Multiple imputation is a technique in which each missing value is replaced by m > 1 simulated values. Each of the m completed data sets is analyzed by standard complete-data methods. The variability among the results of the m analysis provides a measure of the uncertainty due to missing data, which, when combined with measures of ordinary sample variation, lead to single inferential statement about the parameters of interest.Generating multiple imputations has been problematic except in some simple cases. Using techniques of Markov Chain Monte Carlo (MCMC), however, it is now possible to do this quite easily. MCMC is a body of methods for generating pseudo-random draws from probability distributions via Markov Chain.

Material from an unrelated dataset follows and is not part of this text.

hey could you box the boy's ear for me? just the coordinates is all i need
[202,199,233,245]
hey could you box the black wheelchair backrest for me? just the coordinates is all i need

Typically the observed-data likelihood functions for missing data problems are complicated and hence except in special cases, meaningful finite-sample summaries of theses functions (e.g. modes) are not available in closed forms, nor are they readily computable from classical numerical methods. A point estimate (say obtained via EM), even if it is efficient, is not especially useful unless there is also some measure of uncertainty associated with it. Traditional methods are often infeasible to provide finite-sample measures of uncertainty of the point estimates. Bayesian method, which enjoys many advantages over more traditional methods, may be the only method currently feasible when the unknown parameter is of high dimension. In the Bayesian framework all inferences are based on a posterior probability distribution for the unobserved quantities (parameters and/or missing data) that conditions on the observed quantities. Thus, using MCMC, two main tasks of data analysis with missing data are considered:
- Multiple imputation - simulating draws from the posterior predictive distribution of unobserved conditional on the observed values, and
- Posterior simulation - drawing from the posterior distribution of the model parameters conditional on the completed data.